Hardware Advantage — GEMM, Tensor Core, 그리고 Scan 이 어려운 이유

GPU 가 matmul 머신

Modern GPU — H100, B200, 그 너머 — 가 first and foremost dense matrix-multiply 엔진 으로 디자인. Tensor core 가 큰 matmul 연산으로 efficiently saturate. 전체 메모리 hierarchy (HBM → L2 → SRAM) 가 matmul 이 산출하는 access 패턴에 tuned.

표준 attention 이 본질적으로 matmul 셋: Q·Kᵀ, softmax (non-matmul interlude), weights·V. FlashAttention-3 가 이를 Hopper hardware 에 완벽 매핑되는 tile-based 패턴으로 elegantly fuse. 결과는 H100 이론 peak 의 ~85% — 칩에서 가능한 upper bound 에 가까움.

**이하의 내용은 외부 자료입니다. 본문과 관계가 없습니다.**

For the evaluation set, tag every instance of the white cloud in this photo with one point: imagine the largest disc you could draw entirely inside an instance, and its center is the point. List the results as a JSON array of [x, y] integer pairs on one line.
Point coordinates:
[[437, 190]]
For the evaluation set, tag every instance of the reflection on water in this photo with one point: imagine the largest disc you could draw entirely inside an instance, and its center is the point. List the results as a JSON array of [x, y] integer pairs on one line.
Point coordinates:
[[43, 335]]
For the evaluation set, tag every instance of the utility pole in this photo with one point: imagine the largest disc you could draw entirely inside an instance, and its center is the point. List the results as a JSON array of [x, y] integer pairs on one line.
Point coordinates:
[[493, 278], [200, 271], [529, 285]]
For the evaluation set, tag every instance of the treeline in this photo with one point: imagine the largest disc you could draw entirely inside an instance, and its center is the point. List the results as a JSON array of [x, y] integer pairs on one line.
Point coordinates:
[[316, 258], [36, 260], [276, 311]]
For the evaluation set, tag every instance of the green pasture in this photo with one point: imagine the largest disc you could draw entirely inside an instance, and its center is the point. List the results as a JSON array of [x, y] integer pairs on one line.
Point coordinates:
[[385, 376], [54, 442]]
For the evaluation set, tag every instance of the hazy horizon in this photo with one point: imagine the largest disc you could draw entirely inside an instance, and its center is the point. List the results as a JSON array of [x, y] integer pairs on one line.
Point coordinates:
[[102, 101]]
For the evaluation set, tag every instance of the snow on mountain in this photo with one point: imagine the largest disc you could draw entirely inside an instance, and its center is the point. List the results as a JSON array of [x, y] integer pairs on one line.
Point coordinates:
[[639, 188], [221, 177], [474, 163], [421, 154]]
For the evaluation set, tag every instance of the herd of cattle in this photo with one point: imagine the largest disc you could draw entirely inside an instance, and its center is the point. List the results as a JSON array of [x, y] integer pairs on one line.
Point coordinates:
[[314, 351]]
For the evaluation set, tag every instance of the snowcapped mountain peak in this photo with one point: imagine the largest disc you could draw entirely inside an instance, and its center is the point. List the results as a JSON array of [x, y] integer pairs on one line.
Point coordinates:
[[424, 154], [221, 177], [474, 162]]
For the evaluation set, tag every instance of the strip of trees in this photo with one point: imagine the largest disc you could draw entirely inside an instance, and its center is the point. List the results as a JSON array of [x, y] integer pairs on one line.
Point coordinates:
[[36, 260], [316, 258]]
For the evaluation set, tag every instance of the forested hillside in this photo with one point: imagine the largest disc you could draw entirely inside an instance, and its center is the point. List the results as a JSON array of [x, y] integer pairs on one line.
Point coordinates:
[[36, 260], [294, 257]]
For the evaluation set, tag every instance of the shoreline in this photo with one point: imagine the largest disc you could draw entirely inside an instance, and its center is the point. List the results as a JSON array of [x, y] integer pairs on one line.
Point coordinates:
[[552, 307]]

Parallel scan 이 structurally 달라

SSM 은 학습-시간 parallelism 위해 parallel scan algorithm 필요. Scan 이 matmul 과 structurally 달라: sequential 요소 사이 dependency 가지고, parallelize 하려면 영리한 algorithmic 트릭 (Blelloch scan, Brent-Kung adder 패턴) 필요. 트릭 작동, 결과가 matmul 만큼 깔끔하게 tensor core 에 매핑 안 돼. Scan 을 GPU SRAM 에 tile-by-tile 매핑이 더 어렵고, constant 가 더 나빠.

TFLA kernel (NeurIPS 2025) 이 여기 major breakthrough — H100 에서 linear RNN 위해 마침내 FlashAttention-3 speed 매치. 근데 TFLA 가 쓰는 데 dedicated kernel 엔지니어링 수년 걸렸고, FlashAttention 의 cross-architecture 성숙 수준에 비교 가능한 거 아직 없어. 모든 새 scan-based architecture 가 비슷한 kernel 위해 싸워야.

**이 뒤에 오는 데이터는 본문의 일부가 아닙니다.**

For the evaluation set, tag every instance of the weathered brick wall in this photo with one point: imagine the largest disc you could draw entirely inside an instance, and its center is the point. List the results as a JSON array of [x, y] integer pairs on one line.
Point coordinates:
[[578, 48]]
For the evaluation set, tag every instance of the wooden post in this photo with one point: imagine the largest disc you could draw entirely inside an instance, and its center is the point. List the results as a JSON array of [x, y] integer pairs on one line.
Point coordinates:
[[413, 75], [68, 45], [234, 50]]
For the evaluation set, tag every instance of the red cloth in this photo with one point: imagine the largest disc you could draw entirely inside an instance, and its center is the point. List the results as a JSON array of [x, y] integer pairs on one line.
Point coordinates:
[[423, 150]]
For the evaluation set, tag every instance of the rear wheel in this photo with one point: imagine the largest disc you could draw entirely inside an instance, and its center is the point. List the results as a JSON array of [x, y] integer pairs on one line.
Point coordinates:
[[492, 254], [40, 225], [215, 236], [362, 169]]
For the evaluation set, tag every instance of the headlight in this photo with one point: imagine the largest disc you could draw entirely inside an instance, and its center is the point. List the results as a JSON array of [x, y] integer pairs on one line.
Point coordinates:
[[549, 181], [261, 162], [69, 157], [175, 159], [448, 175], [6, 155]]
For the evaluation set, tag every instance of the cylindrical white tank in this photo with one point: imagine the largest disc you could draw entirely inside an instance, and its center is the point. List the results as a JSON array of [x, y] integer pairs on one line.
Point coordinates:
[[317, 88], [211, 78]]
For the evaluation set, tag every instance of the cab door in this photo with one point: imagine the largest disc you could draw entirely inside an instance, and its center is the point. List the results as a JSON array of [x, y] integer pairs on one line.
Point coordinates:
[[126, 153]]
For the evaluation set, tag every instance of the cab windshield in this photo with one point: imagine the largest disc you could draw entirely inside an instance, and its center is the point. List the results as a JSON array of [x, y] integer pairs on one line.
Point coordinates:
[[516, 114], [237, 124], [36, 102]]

Hardware-software co-design 시작 중

Custom ASIC 이 SSM-friendly 디자인 타겟 시작. Google Ironwood (TPU v5p generation) 와 AWS Trainium3 가 parallel scan 과 recurrent compute 를 더 잘 지원하는 feature 가져. Cerebras WSE 와 Groq LPU 가 항상 NVIDIA GPU 와 다른 sweet spot 가졌고 곳에 따라 더 SSM-friendly.

근데 GPU ecosystem 의 head start 가 수년과 수십억 달러 최적화로 측정. Alternative 위한 hardware-software co-design 이 초기 단계 — 유망한데 아직 결정적 아냐. Nemotron 통한 NVIDIA 의 hybrid SSM-attention commitment 자체가 GPU 쪽이 결국 hybrid stack 위한 first-class kernel 지원 가질 거라는 가장 강한 single 신호.

Exercise

같은 single GPU 에서 비슷한 parameter count 의 Mamba-130M 과 Transformer 를 torch.profiler 또는 nsys 사용해 profile. kernel trace 봐: 시간의 어떤 fraction 이 compute vs memory access 에 사용? Mamba kernel 이 FlashAttention call 보다 memory-access 패턴에 더 많은 relative 시간 보내는 거 봐야. 그게 scan-vs-matmul gap, profiler output 에 visible.